The fact is that the “dumping” launched by the Saudis, which happened before the conclusion of the last comprehensive transaction of OPEC ++, had one positive effect from the point of view of domestic oil production and very curious from the point of view of any independent observer: it suddenly turned out (say, what a surprise!), that the like is drawn to the similar in the real, and not virtual, exchange world of oil production and refining, light Arabian varieties compete primarily with light North American WTI, and not with Russian Urals. And therefore, it is the kingdom of Saudi Arabia, even if it is not very profitable for them, unlike Russia, for budgetary reasons, will vigilantly monitor compliance with the price corridor around about $ 40 per barrel, at least until the real recovery of markets. Or before concluding (frankly, hardly technically achievable) a legally binding production regulation agreement with the United States.

And it is in this corridor that it makes sense for us to wait for oil, and it is precisely to it that we focus.

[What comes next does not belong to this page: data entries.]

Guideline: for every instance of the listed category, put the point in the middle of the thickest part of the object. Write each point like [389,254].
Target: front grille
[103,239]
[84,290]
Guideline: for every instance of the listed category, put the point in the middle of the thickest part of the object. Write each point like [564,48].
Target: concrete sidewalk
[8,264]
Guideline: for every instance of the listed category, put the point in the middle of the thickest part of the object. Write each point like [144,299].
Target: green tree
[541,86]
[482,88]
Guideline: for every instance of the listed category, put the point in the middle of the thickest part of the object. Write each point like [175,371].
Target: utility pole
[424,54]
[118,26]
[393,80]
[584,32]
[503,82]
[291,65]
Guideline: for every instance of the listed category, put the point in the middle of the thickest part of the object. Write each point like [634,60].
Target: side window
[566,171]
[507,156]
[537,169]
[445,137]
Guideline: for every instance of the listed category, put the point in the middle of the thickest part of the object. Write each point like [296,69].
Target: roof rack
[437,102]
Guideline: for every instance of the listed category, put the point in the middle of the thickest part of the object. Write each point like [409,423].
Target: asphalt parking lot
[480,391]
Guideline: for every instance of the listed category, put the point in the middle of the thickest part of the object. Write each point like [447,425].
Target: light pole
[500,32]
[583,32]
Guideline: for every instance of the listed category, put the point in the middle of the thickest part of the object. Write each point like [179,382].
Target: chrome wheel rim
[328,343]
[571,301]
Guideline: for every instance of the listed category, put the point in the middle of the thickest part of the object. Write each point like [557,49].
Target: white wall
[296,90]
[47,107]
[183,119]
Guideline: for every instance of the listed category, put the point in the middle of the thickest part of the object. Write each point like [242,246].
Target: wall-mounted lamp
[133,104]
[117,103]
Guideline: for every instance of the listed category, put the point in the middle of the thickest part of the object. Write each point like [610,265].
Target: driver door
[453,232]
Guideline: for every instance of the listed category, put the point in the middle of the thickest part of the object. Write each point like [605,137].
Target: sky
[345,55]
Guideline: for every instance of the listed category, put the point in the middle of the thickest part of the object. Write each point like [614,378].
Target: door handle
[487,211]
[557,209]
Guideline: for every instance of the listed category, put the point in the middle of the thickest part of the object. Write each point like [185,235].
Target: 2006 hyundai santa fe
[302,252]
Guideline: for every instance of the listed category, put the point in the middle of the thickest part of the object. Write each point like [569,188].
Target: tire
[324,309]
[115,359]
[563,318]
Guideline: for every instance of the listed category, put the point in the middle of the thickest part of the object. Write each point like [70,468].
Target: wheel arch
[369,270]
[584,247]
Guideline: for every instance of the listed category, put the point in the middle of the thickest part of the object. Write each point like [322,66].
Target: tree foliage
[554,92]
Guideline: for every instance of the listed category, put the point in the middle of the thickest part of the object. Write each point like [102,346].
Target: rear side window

No, short-term price fluctuations are certainly possible and will certainly be: there are too many factors, including a purely speculative stock market game. But the long-term OPEC + strategy is already more or less clear: pushing off the bottom (which, apparently, has already happened), increase production as soon as the “shale threshold” breaks through and the swing producer even begins to be tempted to “rebalance supplies”, and as long as possible, preferably until the moment of the most complete restoration of at least the pre-crisis level of world production.

And then - then you can compete.

As for the Russian Federation itself, that is, you and I, in this particular situation we are more likely to act as observers. Interfering in the struggle for other people's markets - we still have no desire for this, in general. I could handle it with my own.

But we will not even let anyone enter our territory, and after the “Arab attempt” everyone, including the Saudi kingdom itself, is well aware of this. In principle, the position is far from the most uncomfortable, especially in the conditions of a comprehensive systemic crisis - and it’s somehow rather silly not to understand.

But the most important thing in what is happening is not even that.

The most important and partly even surprising thing here is that this is essentially an informal and almost unformed OPEC ++ agreement, albeit quite crookedly, albeit with obvious shortcomings (a rather obvious front in the face of the same Nigeria, Iraq and Kazakhstan - still exists, and this trio decently, in particular, lags behind in the process of reducing production), but it works. Moreover, almost stuck together on his knee (and no one is hiding this) in the conversations of Putin and Trump, does this almost more concretely and efficiently than any other global supranational economic institution. And this definitely inspires some hope: that means, despite all the objective and subjective difficulties, effective and pragmatic agreements are possible even in the modern crazy world. Or, which, of course, is much worse: perhaps only such agreements now work in it. And this is also at least a subject for careful and comprehensive reflection - as deep as possible in our rather superficial times, we must give credit.

The author’s point of view may not coincide with the position of the publisher.